What is needed to overcome these challenges is a world class testing infrastructure, to test concepts and devices at every step of the way. SEAI, in partnership with the Marine Institute, has developed the Galway Bay ocean energy test site for one quarter scale devices. It complements the one fortieth scale test tank facilities in Cork. This will soon be joined by the full scale Atlantic Marine Energy Test Site (AMETS) at Belmullet, Co Mayo, currently the subject of planning application.

For the past ten years the Galway site has provided some wonderful successes, in particular the longest successful wave energy sea trials with the Ocean Energy Ltd Wave Buoy (OE Buoy Ltd) surviving two years in the test site. This company is now moving to full scale testing supported by SEAI in partnership with the US Department of Energy. Later this summer another Irish wave energy company, Seapower, will launch the next quarter scale wave energy device for testing in Galway. Hopefully, in time, Seapower will follow in the wake of the successful OE Buoy and move to full scale tests. Time and the ocean will tell.
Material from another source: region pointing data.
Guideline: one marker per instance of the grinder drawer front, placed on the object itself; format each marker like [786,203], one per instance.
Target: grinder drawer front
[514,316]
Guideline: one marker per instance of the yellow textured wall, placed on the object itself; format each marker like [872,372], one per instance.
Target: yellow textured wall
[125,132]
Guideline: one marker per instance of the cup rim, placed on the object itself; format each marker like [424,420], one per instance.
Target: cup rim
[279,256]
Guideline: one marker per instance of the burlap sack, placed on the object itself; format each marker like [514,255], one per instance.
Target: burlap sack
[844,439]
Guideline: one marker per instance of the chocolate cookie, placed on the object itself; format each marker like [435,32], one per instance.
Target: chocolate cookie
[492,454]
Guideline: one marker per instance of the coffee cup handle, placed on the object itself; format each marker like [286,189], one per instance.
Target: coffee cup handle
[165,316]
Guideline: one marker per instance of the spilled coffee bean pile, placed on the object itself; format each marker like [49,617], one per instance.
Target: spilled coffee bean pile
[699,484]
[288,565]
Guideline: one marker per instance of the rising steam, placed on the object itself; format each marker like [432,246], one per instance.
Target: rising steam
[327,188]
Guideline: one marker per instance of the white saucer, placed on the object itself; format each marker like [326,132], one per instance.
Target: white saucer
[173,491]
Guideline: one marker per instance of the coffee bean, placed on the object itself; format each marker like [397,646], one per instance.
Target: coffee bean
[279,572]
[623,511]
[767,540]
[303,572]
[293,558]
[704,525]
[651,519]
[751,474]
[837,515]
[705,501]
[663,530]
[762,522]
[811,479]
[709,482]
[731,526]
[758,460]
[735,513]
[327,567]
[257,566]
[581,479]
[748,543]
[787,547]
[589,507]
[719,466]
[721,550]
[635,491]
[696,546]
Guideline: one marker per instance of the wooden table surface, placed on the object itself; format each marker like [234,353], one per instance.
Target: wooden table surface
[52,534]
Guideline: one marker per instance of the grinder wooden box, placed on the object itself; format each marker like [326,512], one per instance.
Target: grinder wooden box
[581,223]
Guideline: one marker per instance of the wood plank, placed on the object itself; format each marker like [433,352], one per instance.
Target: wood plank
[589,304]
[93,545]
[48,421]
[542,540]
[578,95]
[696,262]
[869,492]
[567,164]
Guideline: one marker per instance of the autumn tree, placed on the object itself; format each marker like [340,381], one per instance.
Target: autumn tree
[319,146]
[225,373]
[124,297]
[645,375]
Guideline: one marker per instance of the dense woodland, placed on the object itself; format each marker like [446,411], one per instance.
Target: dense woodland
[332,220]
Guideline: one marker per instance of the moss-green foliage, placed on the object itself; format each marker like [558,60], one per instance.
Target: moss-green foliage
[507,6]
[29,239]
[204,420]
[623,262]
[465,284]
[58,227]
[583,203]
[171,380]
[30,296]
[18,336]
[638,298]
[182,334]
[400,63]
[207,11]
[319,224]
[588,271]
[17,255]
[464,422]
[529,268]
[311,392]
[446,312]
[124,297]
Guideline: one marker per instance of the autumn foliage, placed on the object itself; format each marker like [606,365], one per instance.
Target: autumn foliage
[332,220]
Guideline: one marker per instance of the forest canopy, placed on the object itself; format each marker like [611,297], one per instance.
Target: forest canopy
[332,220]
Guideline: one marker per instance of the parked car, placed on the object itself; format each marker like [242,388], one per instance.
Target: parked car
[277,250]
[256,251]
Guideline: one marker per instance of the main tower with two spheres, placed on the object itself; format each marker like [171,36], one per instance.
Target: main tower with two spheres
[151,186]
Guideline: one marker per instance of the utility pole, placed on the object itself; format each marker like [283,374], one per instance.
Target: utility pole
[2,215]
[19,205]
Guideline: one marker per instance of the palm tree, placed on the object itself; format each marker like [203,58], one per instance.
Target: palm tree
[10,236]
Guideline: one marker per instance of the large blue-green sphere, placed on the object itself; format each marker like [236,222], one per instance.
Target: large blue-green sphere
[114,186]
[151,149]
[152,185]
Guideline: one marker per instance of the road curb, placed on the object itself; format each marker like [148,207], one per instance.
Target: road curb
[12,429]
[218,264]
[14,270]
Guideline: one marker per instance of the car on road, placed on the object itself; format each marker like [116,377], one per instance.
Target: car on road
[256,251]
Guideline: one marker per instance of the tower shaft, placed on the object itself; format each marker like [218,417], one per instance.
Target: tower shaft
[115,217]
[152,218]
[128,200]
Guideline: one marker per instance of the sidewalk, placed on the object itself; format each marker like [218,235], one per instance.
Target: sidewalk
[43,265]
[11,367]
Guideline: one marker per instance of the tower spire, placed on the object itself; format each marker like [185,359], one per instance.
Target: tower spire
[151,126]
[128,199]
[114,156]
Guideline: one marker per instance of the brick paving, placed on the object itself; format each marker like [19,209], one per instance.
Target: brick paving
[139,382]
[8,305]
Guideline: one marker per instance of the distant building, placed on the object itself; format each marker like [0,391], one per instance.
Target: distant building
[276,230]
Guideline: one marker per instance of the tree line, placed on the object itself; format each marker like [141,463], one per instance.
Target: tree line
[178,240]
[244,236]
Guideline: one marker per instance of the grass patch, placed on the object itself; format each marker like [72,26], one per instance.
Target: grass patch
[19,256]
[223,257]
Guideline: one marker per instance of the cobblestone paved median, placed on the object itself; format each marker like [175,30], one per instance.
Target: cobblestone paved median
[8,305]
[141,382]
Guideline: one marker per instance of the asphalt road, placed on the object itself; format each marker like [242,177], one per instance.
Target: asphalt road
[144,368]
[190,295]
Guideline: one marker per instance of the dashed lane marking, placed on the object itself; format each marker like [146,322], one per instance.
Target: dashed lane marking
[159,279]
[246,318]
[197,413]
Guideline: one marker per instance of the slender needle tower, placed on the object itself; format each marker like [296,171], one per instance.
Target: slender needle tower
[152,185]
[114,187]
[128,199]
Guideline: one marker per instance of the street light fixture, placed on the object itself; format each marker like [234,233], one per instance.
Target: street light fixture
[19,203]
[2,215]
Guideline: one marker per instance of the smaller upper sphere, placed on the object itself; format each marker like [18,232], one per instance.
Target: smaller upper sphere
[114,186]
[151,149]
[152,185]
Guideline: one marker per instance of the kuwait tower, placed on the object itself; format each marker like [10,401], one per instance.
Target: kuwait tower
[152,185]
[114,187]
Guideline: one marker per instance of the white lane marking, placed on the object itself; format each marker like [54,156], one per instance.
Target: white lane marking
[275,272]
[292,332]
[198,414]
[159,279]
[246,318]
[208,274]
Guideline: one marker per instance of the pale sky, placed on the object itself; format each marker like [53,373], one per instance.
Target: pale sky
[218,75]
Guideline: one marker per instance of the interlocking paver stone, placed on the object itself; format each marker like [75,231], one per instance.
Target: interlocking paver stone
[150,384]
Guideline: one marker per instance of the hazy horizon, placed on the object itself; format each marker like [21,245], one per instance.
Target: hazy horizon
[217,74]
Those companies, like many others began their life in the test tanks in Cork and will ideally test in the future in AMETS Belmullet in the full force of the Atlantic.
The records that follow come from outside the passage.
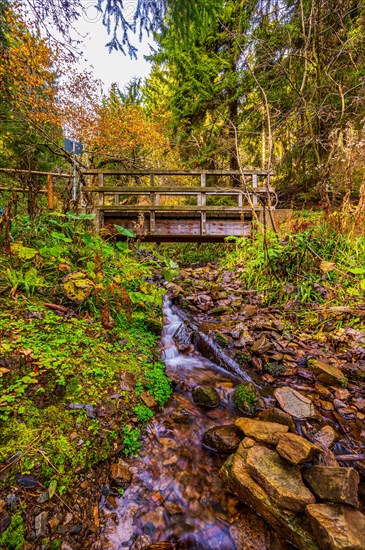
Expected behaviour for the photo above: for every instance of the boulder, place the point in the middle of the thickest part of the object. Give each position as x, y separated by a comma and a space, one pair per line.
282, 481
223, 439
261, 346
294, 403
41, 524
278, 416
267, 432
121, 474
4, 521
326, 373
182, 337
206, 396
246, 398
334, 484
181, 416
326, 436
337, 527
237, 478
296, 449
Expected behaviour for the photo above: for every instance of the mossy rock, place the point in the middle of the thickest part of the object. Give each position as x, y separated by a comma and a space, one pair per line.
206, 397
77, 287
246, 398
154, 325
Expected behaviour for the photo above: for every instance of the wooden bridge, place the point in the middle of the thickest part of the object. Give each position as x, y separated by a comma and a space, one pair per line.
161, 210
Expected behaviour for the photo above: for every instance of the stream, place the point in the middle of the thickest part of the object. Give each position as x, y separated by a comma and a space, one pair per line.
176, 497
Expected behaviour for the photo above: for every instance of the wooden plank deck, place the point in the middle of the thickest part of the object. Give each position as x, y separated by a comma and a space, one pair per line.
153, 218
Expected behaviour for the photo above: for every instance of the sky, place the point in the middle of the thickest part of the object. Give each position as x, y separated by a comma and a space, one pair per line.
109, 67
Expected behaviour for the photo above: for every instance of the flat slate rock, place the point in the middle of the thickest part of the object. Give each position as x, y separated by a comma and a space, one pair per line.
237, 478
334, 484
223, 439
282, 481
337, 527
296, 449
280, 417
294, 403
267, 432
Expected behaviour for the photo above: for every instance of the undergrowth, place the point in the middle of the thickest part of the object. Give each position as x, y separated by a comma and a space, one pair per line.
316, 265
75, 315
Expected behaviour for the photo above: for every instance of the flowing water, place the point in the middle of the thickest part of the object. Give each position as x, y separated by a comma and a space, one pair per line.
176, 494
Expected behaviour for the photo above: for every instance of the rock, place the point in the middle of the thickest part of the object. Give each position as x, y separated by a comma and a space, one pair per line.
53, 523
248, 442
261, 346
342, 394
148, 400
250, 311
246, 398
181, 416
338, 404
154, 325
278, 416
182, 337
326, 436
282, 481
334, 484
26, 480
219, 310
40, 525
267, 432
294, 403
11, 502
43, 497
206, 397
337, 527
76, 529
296, 449
237, 478
127, 381
121, 474
4, 521
326, 373
223, 439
As a sort of marine anomaly, Galway Bay is an excellent incubator for early stage ocean energy devices. The reason for this is that the Aran Islands act as a natural damper at the mouth of the Bay, reducing the waves in the Bay to approximately one quarter the size of the main Atlantic. It is a perfect setting in which to test smaller scale ocean energy devices before moving into the full vigour of the high seas. In parallel to developing the wave energy test site, SEAI, the Marine Institute and Science Foundation Ireland have developed an advanced underwater observatory which is located on the seabed to monitor acoustic and environmental data that is now streaming live from the site to a PC near you. Minister for Communications, Energy and Natural Resources Denis Naughten was on hand at the SeaFest conference to witness this key part of national marine test infrastructure going live. Students and researchers in colleges including NUIG and GMIT, in partnership with blue chip technology companies like IBM and Intel, are using the data gathered to help build a new marine ICT sector and leverage the digital expertise currently in Ireland.
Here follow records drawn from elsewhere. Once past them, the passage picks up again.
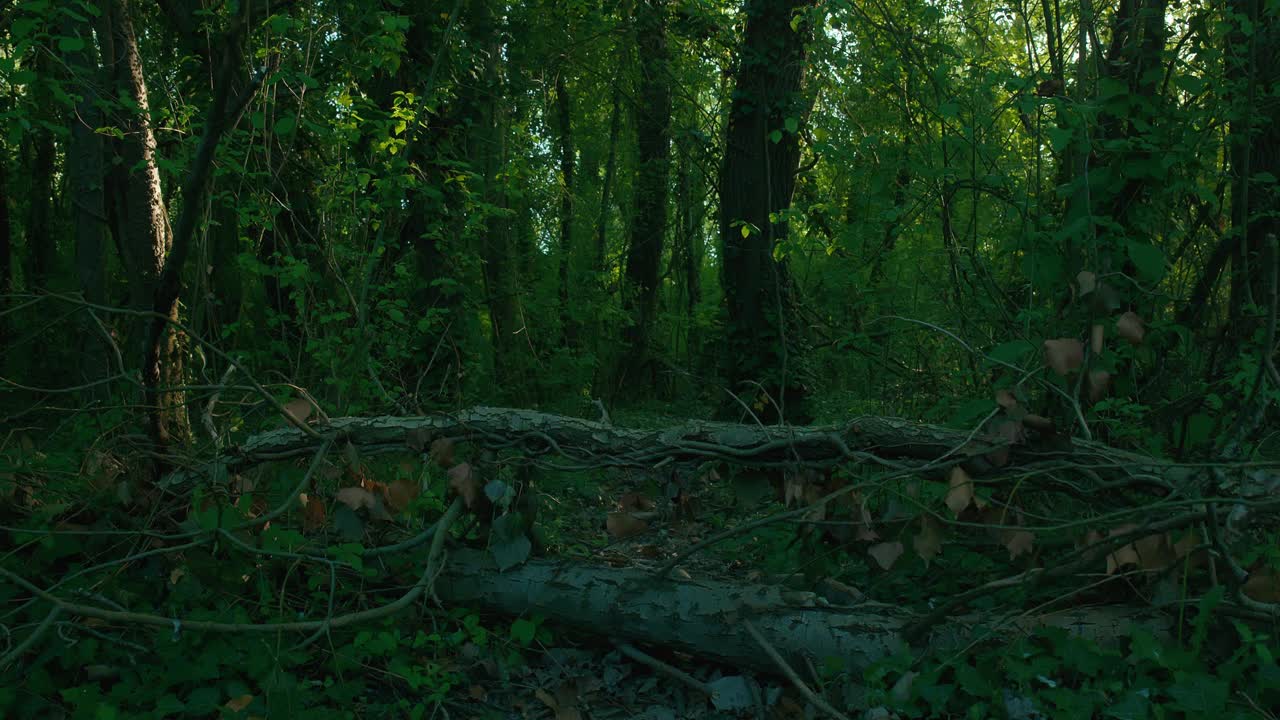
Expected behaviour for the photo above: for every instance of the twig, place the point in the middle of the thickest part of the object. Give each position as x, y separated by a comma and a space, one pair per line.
676, 673
791, 674
300, 627
32, 638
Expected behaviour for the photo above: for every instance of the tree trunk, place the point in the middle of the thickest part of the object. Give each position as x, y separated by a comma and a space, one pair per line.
5, 246
87, 204
145, 223
563, 113
37, 231
764, 340
485, 151
1253, 144
577, 443
653, 164
704, 616
611, 167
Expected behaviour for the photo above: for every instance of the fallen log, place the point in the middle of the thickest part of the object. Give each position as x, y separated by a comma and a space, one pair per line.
704, 616
579, 443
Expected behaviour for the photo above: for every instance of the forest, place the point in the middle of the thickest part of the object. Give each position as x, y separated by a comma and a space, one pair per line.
653, 359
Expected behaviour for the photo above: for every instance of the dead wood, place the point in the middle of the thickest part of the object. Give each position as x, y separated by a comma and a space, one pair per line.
576, 443
704, 616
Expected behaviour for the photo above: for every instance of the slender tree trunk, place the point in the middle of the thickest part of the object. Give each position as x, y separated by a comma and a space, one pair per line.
764, 340
39, 232
563, 112
481, 106
1253, 144
653, 168
87, 205
147, 237
5, 246
611, 165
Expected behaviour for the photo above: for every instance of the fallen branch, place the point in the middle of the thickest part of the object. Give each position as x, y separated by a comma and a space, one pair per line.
707, 618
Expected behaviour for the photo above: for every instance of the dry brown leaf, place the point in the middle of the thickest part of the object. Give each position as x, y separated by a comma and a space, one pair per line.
1064, 355
1100, 381
442, 452
401, 493
1130, 327
563, 705
1038, 423
928, 541
960, 493
865, 531
634, 501
624, 525
466, 482
1018, 543
1087, 282
1187, 545
1097, 336
792, 487
886, 554
1264, 584
1121, 556
298, 410
356, 499
312, 515
1005, 399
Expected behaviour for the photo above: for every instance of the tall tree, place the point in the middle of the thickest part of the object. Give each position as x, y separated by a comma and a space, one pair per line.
41, 160
85, 188
1253, 144
142, 220
481, 105
567, 160
652, 188
763, 338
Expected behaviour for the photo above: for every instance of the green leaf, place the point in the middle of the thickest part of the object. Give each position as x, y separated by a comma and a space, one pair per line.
1134, 705
1060, 139
348, 524
508, 543
22, 27
522, 632
1200, 696
1148, 259
1011, 351
71, 44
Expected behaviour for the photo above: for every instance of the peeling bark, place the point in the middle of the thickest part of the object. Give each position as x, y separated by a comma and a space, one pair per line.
704, 616
577, 443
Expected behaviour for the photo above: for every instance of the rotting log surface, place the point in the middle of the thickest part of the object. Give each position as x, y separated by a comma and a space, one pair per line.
704, 616
577, 443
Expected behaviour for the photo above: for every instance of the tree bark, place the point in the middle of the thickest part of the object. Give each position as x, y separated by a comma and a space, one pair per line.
40, 238
5, 246
764, 340
88, 210
145, 222
611, 164
1253, 146
704, 618
577, 443
653, 168
481, 105
563, 113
There is a world of ocean waiting for us to harness. I am confident that the current momentum in the research and development community, coupled with the consolidation of our test infrastructure is paving the way for the birth of new devices, sensors and an exciting smart ocean industry right here in Ireland.

Craig N. McLean of the US National Oceanic and Atmospheric Administration provided an eye-opening footnote towards the end of the Seafest conference ‘Harnessing Our Ocean Wealth’. One of his slides showed how much (or how little) ocean and fresh water there is in the world. We must learn as much as we can about it as and as it will be a critical source of food and energy for the future.